Brand

Stardog

Summary

A team of 6 product designers helped Stardog Union, an enterprise data unification SaaS company, to transition from Command Line Interface to GUIs to empower users with limited or no coding background.

I helped identify the needs and validate the research hypothesis. I also contributed to the design specs, product conceptualization, wireframing, and Prototyping.

Responsibilities

Lead UX Researcher and Product Designer 

Duration

2019 - 2020

Before

After

Use the slider to see the before and after versions of the product

Mike Grover, co-founder, and SVP of Stardog Union, laid out the vision for his company during the kick-off meeting. He mentioned that Stardog had reached an inflection point where Stardog has established itself as an industry leader in the domain. As good as it sounds, the current product does not capture a segment of the users who will be the future users of Stardog - People with limited coding expertise.

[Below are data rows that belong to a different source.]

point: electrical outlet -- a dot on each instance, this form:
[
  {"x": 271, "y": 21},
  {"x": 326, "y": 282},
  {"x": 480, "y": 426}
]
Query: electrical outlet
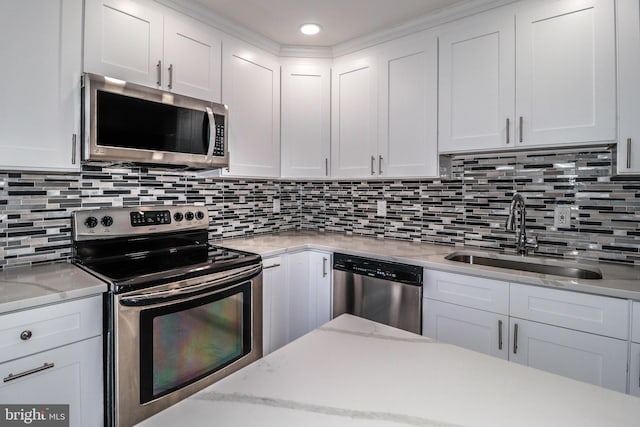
[{"x": 562, "y": 216}]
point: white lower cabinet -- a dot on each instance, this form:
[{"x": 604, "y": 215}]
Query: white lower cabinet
[
  {"x": 53, "y": 355},
  {"x": 579, "y": 355},
  {"x": 466, "y": 327},
  {"x": 576, "y": 335},
  {"x": 275, "y": 309},
  {"x": 70, "y": 375}
]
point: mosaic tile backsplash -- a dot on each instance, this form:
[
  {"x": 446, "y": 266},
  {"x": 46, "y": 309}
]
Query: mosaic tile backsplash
[{"x": 467, "y": 209}]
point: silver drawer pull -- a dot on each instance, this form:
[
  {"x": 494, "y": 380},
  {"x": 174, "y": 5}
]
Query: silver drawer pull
[
  {"x": 270, "y": 266},
  {"x": 12, "y": 377}
]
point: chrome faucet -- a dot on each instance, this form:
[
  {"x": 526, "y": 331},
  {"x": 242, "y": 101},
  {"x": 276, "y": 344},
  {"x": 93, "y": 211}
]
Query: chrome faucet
[{"x": 518, "y": 210}]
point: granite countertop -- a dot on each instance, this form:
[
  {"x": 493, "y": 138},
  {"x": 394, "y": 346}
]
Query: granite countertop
[
  {"x": 618, "y": 280},
  {"x": 355, "y": 372},
  {"x": 27, "y": 287}
]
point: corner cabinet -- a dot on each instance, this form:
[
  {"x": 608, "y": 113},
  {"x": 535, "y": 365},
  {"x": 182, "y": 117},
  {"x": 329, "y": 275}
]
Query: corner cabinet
[
  {"x": 145, "y": 43},
  {"x": 554, "y": 60},
  {"x": 251, "y": 89},
  {"x": 41, "y": 67},
  {"x": 628, "y": 20},
  {"x": 575, "y": 335},
  {"x": 53, "y": 355},
  {"x": 306, "y": 118}
]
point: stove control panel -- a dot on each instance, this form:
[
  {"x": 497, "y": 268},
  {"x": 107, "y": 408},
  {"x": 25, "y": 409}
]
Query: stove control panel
[{"x": 119, "y": 222}]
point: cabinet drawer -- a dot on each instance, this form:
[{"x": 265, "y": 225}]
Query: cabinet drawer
[
  {"x": 635, "y": 322},
  {"x": 31, "y": 331},
  {"x": 469, "y": 291},
  {"x": 590, "y": 313}
]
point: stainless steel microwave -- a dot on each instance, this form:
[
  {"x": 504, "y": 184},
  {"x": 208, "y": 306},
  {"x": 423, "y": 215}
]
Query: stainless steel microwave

One of the most significant design opportunities in this project was to create a no-code interface that is intuitive and functional for users who play a vital role in shaping the knowledge graph creation process.

So let's get the vocabulary right

Knowledge Graph

A knowledge graph is a graphical representation of all the databases connected (which is segregated) to transform information into useful knowledge to make an informed decision. Knowledge graph uses machine learning and semantic networks to gather and interlink information from a variety of sources.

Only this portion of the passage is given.